Financial consolidation in Luxembourg: Obligations and thresholds
Mickaël LOC
Chartered accountant ·
Financial consolidation in Luxembourg: Obligations and thresholds
Financial consolidation in Luxembourg is mandatory for groups of companies exceeding certain thresholds. It consists of presenting the financial statements of the entire group as if it were a single economic entity, eliminating intra-group transactions and harmonising accounting methods.
Consolidation obligation thresholds
A Luxembourg parent company must prepare consolidated accounts if the group exceeds, at the closing date, two of the following three thresholds on a consolidated basis: balance sheet total €20M, net turnover €40M, average headcount 250 employees. These thresholds are calculated on an aggregated basis (before eliminations). Public interest entities (listed companies, credit institutions, insurance undertakings) are always required to consolidate, regardless of their size.
Consolidation methods
- Full consolidation: for exclusively controlled subsidiaries (more than 50% of voting rights)
- Proportional consolidation: for jointly controlled entities (joint ventures)
- Equity method: for investments with significant influence (20% to 50% of voting rights)

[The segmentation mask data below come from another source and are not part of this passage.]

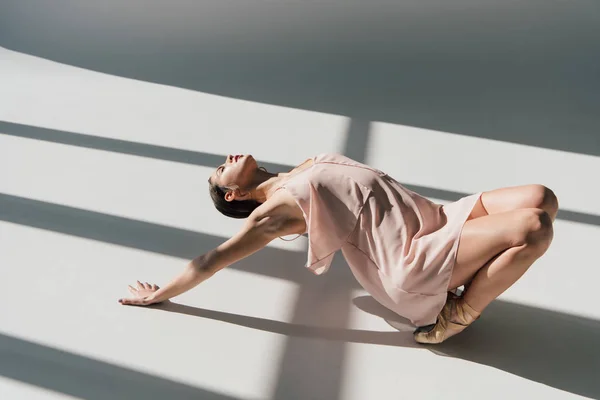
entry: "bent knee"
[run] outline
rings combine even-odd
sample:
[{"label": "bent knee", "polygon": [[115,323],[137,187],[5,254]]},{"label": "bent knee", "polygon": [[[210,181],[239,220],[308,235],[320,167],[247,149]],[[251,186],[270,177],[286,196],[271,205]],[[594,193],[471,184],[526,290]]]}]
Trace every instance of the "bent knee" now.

- Elimination of intra-group transactions: sales, loans, dividends between group companies
Exemptions and special cases
A Luxembourg parent company may be exempt from the consolidation obligation if it is itself a subsidiary of a group whose ultimate parent company prepares consolidated accounts in accordance with European directives or IFRS. This sub-group exemption is subject to strict conditions: publication of the ultimate parent's consolidated accounts in Luxembourg, no objection from minority shareholders holding at least 10% of capital. Small groups below the thresholds are also exempt unless they include a public interest entity.